Kathryn Kohl describes how she encouraged her reception classes to write by building on what they already knew
Four and five-year-olds in my reception classes have impressed me with their knowledge of language. So when the mother of a five-year-old boy told me, "You won't believe this, but my son has been writing a novel", I answered honestly, "Oh yes, I do believe it."
Children who arrive at school already have a history as readers and writers, so when I began working as a reception teacher, I was keen to make my classroom open to their out-of-school literacy experiences.
There were two problems. First, I found most children were reluctant to write independently at the "work table" in spite of their confidence in doing so in play areas. Second, I could not see a practical way to receive detailed information from parents about their children's writing and reading activities at home.
In 1991 I conducted, through Sheffield University, a study into the literacy experiences of 18 children making the transition from home to full-time schooling at a school in the north of England. I met children whose home literacy activities demonstrated highly personal blends of independence, real-life activities and social interaction. Their parents were interested and involved in helping them learn to read and write, but seldom by direct teaching. Instead, they read to their children, provided paper, pencils and crayons and gave them the chance to participate in real, everyday literacy events such as making shopping lists, going to the library to choose books, or writing a birthday card.
These vignettes were collected in the months before the children started reception class: u Rachel, aged four years and five months, routinely woke up early and fetched her 18-month-old sister's bottle before returning to bed in their shared room. There she would "teach Harriet to read" by sharing picture books and having Harriet point to the words. Using their alphabet chart, the girls would practise one letter at a time, with Harriet repeating after Rachel.

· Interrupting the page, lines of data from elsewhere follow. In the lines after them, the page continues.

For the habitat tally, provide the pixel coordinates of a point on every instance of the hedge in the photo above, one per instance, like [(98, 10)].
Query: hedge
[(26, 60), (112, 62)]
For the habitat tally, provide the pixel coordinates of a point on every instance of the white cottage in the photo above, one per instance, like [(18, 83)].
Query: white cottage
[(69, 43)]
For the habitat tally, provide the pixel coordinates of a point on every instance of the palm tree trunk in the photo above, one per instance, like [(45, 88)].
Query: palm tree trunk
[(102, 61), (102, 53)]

u Danny, aged four years and four months, got a new desk for Christmas. His father suggested he write a list of places he would like to visit in the holiday. Danny listed four places with his father's help, and over the next few days he returned to his desk to extend the list on his own.

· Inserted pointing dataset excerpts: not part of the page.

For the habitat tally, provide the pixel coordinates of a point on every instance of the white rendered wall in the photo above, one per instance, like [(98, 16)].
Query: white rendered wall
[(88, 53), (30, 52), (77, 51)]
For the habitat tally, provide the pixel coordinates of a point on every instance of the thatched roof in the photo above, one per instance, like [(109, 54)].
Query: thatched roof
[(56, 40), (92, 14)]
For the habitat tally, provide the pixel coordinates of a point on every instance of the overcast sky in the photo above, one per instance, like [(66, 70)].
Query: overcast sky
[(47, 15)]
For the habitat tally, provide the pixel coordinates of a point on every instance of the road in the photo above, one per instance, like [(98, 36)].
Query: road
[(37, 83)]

u Tom, aged four years and five months, was crazy about the Teenage Mutant Hero Turtles. He made a Turtles board game with five small cards on which he wrote Tom, D, L, R, and M (the turtles' initials). He then played the game with his parents according to his rules.
When the children went to school, teacher-directed activities seldom allowed them to use their personal literacy strategies, though they continued to develop them at home. These strategies included dictating to an adult (the main option at school), but also copying writing from parents, siblings, friends and print in the environment (toys, clothes, books, cereal boxes); making marks or pretend writing; writing their name or letters from it; writing letter and number shapes; "collecting" favourite words; and invented spellings (guessing at phonetic approximations of words). I learned of these achievements by asking parents to make notes about their children's literacy experiences and to save drawings and writings to share with me on fortnightly home visits.
Later, in my own reception class, I pressed on, encouraging children to "write any way you like", praising their achievements at whatever level, and using their emergent writing as a springboard for talk about language. In addition to maintaining play areas saturated with literacy materials (offices, cafes, travel agents), I gave each child an exercise book which I titled "Writing All By Myself" to use during free time, and set up a chalkboard and an easel with paper and crayons. We made books for the story corner, and I made sure paper and pencils were available for more and more activities.
But writing as a "work" activity remained a problem. Children still seemed inhibited when it came to "work", though I routinely saw their rich, "emergent writing" (children's developing forms of writing) at the end of the day when I re-stocked the play areas.
Then last year I tried something new, and finally things took off. I began to use a two-page system in writing books. Children wrote independently on one side (from making marks, or just writing their name, to more sophisticated invented spellings), and on the facing page I helped them by writing their dictated news or story. I made notes about strategies used and, of course, praised their efforts. At first, children were hesitant, so I talked to the whole class about the different kinds of writing they might do, asking them for suggestions and making a list. Was it really OK to do "scribble writing" in their writing books? We agreed it was, as one of a range of strategies.
I created a writer's chair where children sat to read the class things they had written in the play area, at the book-making table, or writing books, and we looked at both pages. We made a display of environmental print, the children bringing in sweet wrappers and food boxes from home to copy. We also turned a large display board into a permanent but evolving display entitled "We Have Been Busy Writing and Drawing at Home".
It was clear that children possessed varying degrees of competence and awareness of sound-letter relations. I recalled children's writing researcher Donald Graves's finding that children could take control of their own writing, rather than relying on adult models, when they knew about six consonants. So we began to use an old-fashioned "sounds table" - introducing a consonant every two weeks or so - to support our writing work.
The children began to lose their inhibitions, so I gained a truer picture of their capabilities. I devoted time at our termly talk for new parents to explaining how I worked and why, showing them examples from the play areas and writing books to demonstrate the range and evolution of children's emergent writing, as well as their assisted writing on the facing page. I said, "I know they're writing at home. Bring it in! Tell me about it, and ask questions if you're worried your child isn't making progress." But parents had access to their children's writing books, and I believe most of them could see the confidence increasing as children took control of their own writing.